I have previously noted the split among the Circuits on the question whether the Tax Injunction Act deprives federal courts of jurisdiction over ERISA based challenges to state taxes. See Barnes v. E Systems, Inc. Group Hospital Medical & Surgical Ins. Plan, 501 U.S. 1301, 1302-1303 (1991) (Scalia, J., in chambers). In a prior case, we expressly left the question open, saying that "[w]e express no opinion [on] whether a party [can] sue under ERISA to enjoin or to declare invalid a state tax levy, despite the Tax Injunction Act"; we noted that the answer would depend on whether "state law provide[s] no `speedy and efficient remedy' " and on whether "Congress intended §502 of ERISA to be an exception to the Tax Injunction Act." Franchise Tax Bd. of Cal. v. Construction Laborers Vacation Trust for Southern Cal., 463 U.S. 1, 20, n. 21 (1983). Because I am uncertain of the federal courts' jurisdiction over this case, I would set the jurisdictional issue for briefing and argument, and would resolve that issue before reaching the merits of respondents' ERISA pre-emption claim. Accordingly, I respectfully dissent from today's opinion.
* That the District Court rested its conclusion on 29 U.S.C. § 1132(e)(1) is demonstrated by the sole authorities it cited in support of that conclusion: Travelers Ins. Co. v.
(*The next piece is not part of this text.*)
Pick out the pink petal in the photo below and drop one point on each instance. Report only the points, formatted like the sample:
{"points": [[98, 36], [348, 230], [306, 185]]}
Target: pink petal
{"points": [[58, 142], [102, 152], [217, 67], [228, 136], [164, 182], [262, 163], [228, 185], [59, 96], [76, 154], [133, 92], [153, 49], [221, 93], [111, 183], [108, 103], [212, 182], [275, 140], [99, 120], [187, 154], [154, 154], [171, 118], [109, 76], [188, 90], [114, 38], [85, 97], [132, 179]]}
Cuomo, 813 F. Supp. 996 (SDNY 1993), aff'd in part and rev'd in part, 14 F. 3d 708 (CA2 1993), rev'd on other grounds sub nom. New York State Conference of Blue Cross & Blue Shield Plans v. Travelers Ins. Co., 514 U.S. 645 (1995); and National Carriers' Conference Committee v. Heffernan, 440 F. Supp. 1280, 1283 (Conn. 1977). The only argument in Travelers that supports the conclusion reached here is the argument that "[b]ecause ERISA generally confers exclusive jurisdiction on the federal courts [under 29 U.S.C. § 1132(e)(1)], a New York state court might well feel compelled to dismiss a state court action on the grounds that its jurisdiction has been preempted. . . . Thus, at a minimum the availability of a state court remedy is not `plain.' " 813 F. Supp., at 1001 (internal quotation marks and brackets omitted). Likewise, Heffernan (which arose in Connecticut, not New York) offers pertinent reasoning based only on federal law: "Jurisdiction over suits arising under ERISA is, with minor exceptions, vested exclusively in the federal courts. 29 U.S.C. § 1132(e)(1). If this suit were brought before a . . . state court, that court might well feel compelled to dismiss the action on the grounds that its jurisdiction had been preempted by federal legislation and the supremacy clause. Consequently the plaintiff cannot be said to have a `plain, speedy and efficient' remedy in state court . . . ." 440 F. Supp., at 1283 (footnote omitted).